II.e. – Cumpre alertar o Serventuário, por fim, de que lhe incumbirá exigir da parte a apresentação de certidões atualizadas das transcrições de n.ºs 22.167 e 12.241, relativas a dois dos imóveis objeto da sucessão, porquanto aquelas apresentadas datam, respectivamente, de 1951 e 1947 (art. 197 da L.R.P.).

III. Pelas razões expostas, o parecer que ofereço à elevada consideração de Vossa Excelência é no sentido do provimento da apelação interposta, para o fim de se julgar improcedente a dúvida inversamente suscitada.

“Sub censura”.

São Paulo, 9 de agosto de 1.988.

(a) AROLDO MENDES VIOTTI, Juiz Auxiliar da Corregedoria

A C Ó R D Ã O

Vistos, relatados e discutidos estes autos de APELAÇÃO CÍVEL N.º 8.597-0/1, da Comarca de SÃO VICENTE, em que são apelantes CONCEPTION CONDE RIBEIRO (invte. do espólio de Eduardo Ribeiro da Cunha) e OUTRO, apelado OFICIAL DO CARTÓRIO DE REGISTRO DE IMÓVEIS E ANEXOS DA COMARCA e interessadas CLARA CONDE RIBEIRO RAMOS e HENRIQUE CONDE RIBEIRO RAMOS.

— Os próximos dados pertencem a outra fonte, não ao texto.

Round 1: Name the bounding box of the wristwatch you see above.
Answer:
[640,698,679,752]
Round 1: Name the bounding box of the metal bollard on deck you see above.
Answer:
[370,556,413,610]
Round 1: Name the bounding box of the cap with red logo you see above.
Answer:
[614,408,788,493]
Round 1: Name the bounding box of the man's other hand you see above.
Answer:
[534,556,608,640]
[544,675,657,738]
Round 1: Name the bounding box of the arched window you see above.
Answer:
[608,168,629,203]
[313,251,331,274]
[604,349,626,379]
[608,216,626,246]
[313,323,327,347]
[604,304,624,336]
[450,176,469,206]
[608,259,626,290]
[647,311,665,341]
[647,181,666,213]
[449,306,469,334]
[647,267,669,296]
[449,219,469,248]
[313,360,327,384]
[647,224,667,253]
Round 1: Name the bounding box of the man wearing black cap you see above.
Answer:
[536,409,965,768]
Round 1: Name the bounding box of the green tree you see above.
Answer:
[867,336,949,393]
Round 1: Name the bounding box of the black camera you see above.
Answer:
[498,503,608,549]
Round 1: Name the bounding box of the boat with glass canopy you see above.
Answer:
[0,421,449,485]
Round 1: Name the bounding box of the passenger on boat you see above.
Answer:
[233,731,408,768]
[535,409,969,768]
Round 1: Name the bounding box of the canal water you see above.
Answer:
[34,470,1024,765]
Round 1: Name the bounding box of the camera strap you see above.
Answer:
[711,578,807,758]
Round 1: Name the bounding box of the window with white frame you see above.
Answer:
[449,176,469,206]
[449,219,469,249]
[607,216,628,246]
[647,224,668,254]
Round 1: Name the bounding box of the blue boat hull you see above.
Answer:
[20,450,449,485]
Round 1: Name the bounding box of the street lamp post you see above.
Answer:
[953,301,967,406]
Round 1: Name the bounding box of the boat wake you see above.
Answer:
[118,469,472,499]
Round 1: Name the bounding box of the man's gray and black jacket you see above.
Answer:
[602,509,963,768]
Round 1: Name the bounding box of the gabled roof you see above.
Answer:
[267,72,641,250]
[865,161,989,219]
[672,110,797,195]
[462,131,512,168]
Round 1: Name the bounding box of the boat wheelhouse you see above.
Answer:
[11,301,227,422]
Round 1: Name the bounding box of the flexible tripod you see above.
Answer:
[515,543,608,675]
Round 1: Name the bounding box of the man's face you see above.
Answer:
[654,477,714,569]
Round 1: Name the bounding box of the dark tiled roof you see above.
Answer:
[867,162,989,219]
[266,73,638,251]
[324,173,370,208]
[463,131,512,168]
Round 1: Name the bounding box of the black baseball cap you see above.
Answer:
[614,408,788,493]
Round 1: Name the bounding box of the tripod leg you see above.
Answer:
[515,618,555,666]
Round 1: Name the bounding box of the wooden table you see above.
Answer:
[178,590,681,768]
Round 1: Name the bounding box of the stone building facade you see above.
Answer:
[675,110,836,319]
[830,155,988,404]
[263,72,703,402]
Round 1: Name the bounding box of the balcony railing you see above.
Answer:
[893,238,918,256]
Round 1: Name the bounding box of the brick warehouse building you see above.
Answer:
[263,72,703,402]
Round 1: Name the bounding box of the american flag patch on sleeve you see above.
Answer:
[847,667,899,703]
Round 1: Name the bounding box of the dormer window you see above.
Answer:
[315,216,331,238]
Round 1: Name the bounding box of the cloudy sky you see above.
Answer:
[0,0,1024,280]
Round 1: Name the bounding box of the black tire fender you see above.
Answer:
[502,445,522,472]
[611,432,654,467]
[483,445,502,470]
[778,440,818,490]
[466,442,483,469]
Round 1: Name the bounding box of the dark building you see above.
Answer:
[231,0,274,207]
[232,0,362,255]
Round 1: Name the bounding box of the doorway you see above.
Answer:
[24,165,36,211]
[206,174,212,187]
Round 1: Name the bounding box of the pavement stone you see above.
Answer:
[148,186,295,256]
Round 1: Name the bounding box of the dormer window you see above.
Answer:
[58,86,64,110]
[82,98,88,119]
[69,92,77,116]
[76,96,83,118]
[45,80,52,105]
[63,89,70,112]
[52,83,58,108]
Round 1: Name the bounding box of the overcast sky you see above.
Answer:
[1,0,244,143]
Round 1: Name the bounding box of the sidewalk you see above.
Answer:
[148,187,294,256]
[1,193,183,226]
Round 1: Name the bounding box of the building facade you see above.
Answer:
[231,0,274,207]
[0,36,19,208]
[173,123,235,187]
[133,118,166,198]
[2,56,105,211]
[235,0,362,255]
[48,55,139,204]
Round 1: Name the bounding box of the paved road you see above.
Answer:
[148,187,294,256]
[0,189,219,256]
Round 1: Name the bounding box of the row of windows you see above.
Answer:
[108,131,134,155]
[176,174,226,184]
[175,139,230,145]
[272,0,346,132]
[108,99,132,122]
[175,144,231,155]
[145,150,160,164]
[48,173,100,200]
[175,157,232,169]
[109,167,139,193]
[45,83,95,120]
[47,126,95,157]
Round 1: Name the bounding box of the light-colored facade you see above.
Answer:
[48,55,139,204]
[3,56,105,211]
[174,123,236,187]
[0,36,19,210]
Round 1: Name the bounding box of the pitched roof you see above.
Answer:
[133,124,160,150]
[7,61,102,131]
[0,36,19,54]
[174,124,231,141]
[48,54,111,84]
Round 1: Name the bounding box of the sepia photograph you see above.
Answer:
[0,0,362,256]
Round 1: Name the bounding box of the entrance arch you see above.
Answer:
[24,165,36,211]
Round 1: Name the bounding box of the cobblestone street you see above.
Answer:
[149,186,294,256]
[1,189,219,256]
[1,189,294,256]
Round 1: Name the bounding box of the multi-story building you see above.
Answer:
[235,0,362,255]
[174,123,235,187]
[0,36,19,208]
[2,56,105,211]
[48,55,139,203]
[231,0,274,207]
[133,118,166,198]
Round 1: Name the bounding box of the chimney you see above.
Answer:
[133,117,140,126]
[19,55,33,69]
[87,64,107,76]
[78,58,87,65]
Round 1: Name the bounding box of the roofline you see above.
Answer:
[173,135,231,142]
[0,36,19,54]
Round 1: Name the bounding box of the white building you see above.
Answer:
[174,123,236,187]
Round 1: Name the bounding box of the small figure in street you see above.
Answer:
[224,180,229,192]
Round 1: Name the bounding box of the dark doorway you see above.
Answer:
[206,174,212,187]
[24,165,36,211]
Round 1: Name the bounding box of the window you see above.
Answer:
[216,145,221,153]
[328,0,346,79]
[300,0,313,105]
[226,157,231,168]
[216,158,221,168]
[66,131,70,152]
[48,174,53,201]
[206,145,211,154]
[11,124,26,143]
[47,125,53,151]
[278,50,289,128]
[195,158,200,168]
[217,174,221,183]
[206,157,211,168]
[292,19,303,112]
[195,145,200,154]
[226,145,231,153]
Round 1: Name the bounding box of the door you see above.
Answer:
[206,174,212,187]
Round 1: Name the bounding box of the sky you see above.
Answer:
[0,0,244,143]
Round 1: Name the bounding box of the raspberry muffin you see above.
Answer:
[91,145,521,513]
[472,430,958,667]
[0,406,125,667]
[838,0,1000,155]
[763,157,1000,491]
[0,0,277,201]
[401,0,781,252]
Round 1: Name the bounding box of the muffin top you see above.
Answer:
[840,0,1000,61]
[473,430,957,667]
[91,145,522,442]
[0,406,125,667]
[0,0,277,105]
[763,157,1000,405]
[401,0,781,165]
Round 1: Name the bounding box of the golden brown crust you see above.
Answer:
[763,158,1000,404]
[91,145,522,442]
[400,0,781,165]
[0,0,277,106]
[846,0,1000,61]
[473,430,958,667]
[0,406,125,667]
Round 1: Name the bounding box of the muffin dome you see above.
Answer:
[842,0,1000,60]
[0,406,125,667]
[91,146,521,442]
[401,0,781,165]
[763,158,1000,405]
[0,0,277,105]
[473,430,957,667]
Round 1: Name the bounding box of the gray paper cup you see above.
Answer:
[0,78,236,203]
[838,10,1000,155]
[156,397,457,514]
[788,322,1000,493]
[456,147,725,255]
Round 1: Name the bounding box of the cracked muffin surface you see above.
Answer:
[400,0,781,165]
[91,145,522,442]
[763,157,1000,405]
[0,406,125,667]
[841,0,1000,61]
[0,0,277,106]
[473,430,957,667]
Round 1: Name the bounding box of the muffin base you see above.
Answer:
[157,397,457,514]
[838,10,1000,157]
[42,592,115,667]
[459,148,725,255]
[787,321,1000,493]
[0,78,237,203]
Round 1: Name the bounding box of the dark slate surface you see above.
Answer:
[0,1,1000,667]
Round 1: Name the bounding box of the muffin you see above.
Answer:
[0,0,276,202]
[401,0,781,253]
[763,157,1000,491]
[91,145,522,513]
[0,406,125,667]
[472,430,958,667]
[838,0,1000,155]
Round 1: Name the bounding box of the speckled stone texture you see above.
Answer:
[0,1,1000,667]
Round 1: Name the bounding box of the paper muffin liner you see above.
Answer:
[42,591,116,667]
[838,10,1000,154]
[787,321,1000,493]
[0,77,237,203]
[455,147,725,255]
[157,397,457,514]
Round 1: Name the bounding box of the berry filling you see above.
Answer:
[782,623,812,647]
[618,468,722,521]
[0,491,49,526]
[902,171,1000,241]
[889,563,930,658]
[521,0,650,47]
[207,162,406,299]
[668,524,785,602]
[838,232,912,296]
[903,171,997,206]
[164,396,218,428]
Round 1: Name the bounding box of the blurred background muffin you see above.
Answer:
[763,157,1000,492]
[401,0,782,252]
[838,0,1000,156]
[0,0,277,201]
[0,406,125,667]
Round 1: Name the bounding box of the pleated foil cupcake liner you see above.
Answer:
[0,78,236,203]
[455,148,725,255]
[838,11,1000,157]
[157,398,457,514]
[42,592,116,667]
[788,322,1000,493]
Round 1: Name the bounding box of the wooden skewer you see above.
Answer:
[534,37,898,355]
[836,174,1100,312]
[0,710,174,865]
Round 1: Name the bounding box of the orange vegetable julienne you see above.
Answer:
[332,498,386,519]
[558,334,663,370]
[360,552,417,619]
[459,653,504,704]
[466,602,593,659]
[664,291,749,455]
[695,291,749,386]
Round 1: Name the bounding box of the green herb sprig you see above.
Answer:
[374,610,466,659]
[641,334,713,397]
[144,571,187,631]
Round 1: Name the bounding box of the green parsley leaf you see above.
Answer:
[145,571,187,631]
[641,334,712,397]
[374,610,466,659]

A C O R D A M os Desembargadores do Conselho Superior da magistratura, por votação unânime, em rejeitar a preliminar e, no mérito, dar provimento.

1) Embora lacônica, a sentença (fls. 118 v.) mencionou as razões do indeferimento, tendo, para esse fim, acolhido os motivos alegados pelo Oficial do Registro. Ademais, como foi decidido, em outra oportunidade, não se aplica à espécie o mesmo rigor do Estatuto Processual Civil (Apelação n. 8.730 – ac. 15.8.1988).

Rejeitada fica a nulidade da sentença.

2) No mérito, é dado provimento à apelação, nos termos do bem lançado parecer do MM. Juiz Auxiliar (fls. 151/157).

Custas na forma da lei.

Participaram do julgamento, com votos vencedores, os Desembargadores NEREU CÉSAR DE MORAES, Presidente do Tribunal de Justiça e ANICETO LOPES ALIENDE, Vice-Presidente do Tribunal de Justiça.

São Paulo, 5 de setembro de 1.988.

(a) MILTON EVARISTO DOS SANTOS, Corregedor Geral da Justiça e Relator.